More than a year after sunsetting its balloon-based internet connectivity project Loon, Alphabet has spun out a start-up based on the same tech but without the balloons.
Aalyria launched yesterday (13 September) as an independent telecoms technology business, on a mission to revolutionise the speed at which network connectivity is possible across land, sea, air and space.
Using a combination of advanced software and laser-based communications tech, Aalyria said it is capable of “orchestrating and managing the most complex networks in the world” and extending them to places where there is no connectivity infrastructure – “at an exponentially greater scale and speed than anything that exists today”.

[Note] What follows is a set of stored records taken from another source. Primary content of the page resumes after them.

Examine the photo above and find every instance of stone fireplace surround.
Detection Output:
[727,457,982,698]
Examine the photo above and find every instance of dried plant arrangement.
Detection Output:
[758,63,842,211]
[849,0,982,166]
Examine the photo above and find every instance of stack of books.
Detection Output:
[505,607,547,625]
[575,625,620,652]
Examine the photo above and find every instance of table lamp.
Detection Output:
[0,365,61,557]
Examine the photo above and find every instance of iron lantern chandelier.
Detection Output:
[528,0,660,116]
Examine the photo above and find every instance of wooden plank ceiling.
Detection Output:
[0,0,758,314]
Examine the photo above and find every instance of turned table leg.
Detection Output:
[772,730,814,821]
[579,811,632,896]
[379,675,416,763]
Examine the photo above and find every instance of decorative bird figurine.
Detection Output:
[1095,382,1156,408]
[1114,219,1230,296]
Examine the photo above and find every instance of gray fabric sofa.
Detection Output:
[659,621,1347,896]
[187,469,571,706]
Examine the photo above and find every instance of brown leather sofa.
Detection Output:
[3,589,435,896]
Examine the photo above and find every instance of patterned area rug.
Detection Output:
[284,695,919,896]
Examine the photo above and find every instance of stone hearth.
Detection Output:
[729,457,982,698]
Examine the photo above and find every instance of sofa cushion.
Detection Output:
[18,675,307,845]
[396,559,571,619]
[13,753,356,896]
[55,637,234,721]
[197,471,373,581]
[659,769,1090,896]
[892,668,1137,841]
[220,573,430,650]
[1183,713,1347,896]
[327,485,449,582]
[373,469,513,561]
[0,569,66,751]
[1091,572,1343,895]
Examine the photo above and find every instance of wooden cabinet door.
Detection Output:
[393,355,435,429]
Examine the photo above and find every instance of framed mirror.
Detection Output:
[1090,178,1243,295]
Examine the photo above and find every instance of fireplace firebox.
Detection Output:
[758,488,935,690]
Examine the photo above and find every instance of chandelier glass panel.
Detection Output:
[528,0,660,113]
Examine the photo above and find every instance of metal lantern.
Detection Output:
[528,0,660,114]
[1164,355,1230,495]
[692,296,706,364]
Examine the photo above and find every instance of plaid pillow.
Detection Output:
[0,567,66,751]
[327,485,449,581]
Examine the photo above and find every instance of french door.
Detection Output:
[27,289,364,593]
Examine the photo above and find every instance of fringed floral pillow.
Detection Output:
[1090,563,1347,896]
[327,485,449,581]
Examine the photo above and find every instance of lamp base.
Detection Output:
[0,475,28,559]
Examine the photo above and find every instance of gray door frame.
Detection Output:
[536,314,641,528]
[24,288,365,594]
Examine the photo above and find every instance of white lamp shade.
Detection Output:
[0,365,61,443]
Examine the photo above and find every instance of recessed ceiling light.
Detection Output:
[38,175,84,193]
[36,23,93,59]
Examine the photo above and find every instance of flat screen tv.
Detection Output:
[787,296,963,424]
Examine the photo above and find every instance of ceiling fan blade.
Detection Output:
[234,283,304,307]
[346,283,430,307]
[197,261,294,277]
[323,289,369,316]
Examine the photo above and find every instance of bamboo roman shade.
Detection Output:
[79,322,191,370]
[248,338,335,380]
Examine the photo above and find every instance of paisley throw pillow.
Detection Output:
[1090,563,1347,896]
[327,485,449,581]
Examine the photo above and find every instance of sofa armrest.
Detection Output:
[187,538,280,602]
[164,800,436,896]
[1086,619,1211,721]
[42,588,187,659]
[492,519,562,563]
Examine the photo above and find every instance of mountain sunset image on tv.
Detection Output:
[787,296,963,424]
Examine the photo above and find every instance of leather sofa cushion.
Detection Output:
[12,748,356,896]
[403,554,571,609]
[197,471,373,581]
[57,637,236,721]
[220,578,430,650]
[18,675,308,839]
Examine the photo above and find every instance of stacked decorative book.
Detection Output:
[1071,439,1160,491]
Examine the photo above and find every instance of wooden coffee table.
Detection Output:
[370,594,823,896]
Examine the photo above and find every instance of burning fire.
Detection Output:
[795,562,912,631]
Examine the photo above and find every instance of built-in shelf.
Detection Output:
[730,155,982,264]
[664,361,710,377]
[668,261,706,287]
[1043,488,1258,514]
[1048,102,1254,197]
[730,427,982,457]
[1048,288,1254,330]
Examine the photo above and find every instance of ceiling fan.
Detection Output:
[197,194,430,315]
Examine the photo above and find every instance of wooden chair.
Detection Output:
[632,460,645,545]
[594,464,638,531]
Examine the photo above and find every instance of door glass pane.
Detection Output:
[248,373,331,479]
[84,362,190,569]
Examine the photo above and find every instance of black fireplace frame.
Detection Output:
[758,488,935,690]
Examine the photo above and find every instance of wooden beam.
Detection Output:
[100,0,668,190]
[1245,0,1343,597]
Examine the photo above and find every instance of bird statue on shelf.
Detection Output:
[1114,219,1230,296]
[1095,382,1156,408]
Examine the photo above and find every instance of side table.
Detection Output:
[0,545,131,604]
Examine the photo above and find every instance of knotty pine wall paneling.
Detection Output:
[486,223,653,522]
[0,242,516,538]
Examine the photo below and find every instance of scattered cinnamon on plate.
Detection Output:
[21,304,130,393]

The company, which counts ex-Google, Amazon, Meta and NASA technical experts in its team, is now commercialising these technologies with private and public sector partners. It has already secured an initial $8m defence contract with a US government organisation.
“These technologies set the new standard for intelligently orchestrating, managing and extending mesh networks across all domains – land, sea, air and space – to create connectivity everywhere, no matter the protocol,” said Chris Taylor, CEO and founder of Aalyria.

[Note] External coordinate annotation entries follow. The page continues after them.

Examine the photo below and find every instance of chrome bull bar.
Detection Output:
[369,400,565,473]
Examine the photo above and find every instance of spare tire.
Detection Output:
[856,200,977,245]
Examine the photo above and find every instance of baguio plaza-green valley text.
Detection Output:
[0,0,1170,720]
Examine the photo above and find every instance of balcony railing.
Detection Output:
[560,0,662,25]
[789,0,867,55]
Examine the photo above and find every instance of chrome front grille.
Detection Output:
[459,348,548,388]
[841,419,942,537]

Taylor added that connectivity on planes, trains, cars, ships as well as in space stations, lunar base camps and even Mars rovers “ought to be as good as it is in your home”.

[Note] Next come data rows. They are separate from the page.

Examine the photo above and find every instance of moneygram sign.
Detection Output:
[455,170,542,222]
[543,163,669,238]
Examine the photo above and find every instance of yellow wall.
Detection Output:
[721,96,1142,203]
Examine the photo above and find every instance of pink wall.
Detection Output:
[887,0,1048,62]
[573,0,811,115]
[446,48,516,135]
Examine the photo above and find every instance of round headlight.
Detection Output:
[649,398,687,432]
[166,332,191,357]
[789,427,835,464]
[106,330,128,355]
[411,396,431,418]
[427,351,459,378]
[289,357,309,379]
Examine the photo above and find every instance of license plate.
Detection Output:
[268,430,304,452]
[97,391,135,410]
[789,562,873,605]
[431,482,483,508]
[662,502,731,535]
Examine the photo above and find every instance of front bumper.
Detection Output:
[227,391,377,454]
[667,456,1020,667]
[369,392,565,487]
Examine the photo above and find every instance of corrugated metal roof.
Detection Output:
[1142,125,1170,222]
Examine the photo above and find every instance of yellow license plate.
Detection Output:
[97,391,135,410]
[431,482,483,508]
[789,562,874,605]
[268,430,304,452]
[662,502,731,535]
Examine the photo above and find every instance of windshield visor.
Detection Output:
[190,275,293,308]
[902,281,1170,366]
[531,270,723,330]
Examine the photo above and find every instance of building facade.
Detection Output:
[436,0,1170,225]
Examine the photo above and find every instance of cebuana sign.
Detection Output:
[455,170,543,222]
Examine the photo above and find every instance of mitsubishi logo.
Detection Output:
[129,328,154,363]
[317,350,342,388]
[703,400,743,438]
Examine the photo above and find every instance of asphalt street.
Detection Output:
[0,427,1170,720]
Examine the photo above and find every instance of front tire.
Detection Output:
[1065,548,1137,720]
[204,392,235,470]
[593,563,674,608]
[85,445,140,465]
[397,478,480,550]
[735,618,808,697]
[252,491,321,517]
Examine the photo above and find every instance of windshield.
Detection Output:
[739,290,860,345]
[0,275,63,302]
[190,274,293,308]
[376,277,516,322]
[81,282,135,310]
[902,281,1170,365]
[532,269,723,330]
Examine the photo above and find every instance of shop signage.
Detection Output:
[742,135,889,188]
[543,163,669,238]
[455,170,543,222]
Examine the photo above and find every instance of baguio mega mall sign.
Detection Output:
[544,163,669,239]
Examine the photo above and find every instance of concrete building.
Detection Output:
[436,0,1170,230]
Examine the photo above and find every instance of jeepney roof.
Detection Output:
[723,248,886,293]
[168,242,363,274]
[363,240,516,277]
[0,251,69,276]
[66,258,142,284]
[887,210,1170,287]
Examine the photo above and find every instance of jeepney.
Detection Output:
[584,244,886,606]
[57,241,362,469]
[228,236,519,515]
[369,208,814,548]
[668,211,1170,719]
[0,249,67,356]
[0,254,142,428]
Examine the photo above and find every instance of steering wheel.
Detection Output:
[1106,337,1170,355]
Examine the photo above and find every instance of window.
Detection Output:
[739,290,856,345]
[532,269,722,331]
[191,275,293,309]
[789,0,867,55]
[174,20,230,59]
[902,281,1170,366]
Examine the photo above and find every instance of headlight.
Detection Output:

By orchestrating “cross-constellation inter-satellite links” that enable networking between government and commercial constellation providers, Aalyria said it will be able to help connect the remaining 3bn people who do not have internet access.
“We can do this today – and at scale,” Taylor said. “Aalyria is the digital cartilage and autonomous brain that allows everything to internetwork.”
Alphabet’s Loon project had a similar mission. Spinning out as its own company in 2018, it was focused on building high-altitude balloons that could carry equipment for beaming cellular connectivity into remote areas that would be otherwise cut off from internet services.
Loon was abandoned last year, however, as its path to commercial viability was deemed “much longer and riskier than hoped”. But that was not the end of the story for the effort put into developing the technology behind Loon.
“We hope that Loon is a stepping stone to future technologies and businesses that can fill in blank spots on the globe’s map of connectivity. To accelerate that, we’ll be exploring options to take some of Loon’s technology forward,” Astro Teller, head of Alphabet’s X lab, said at the time.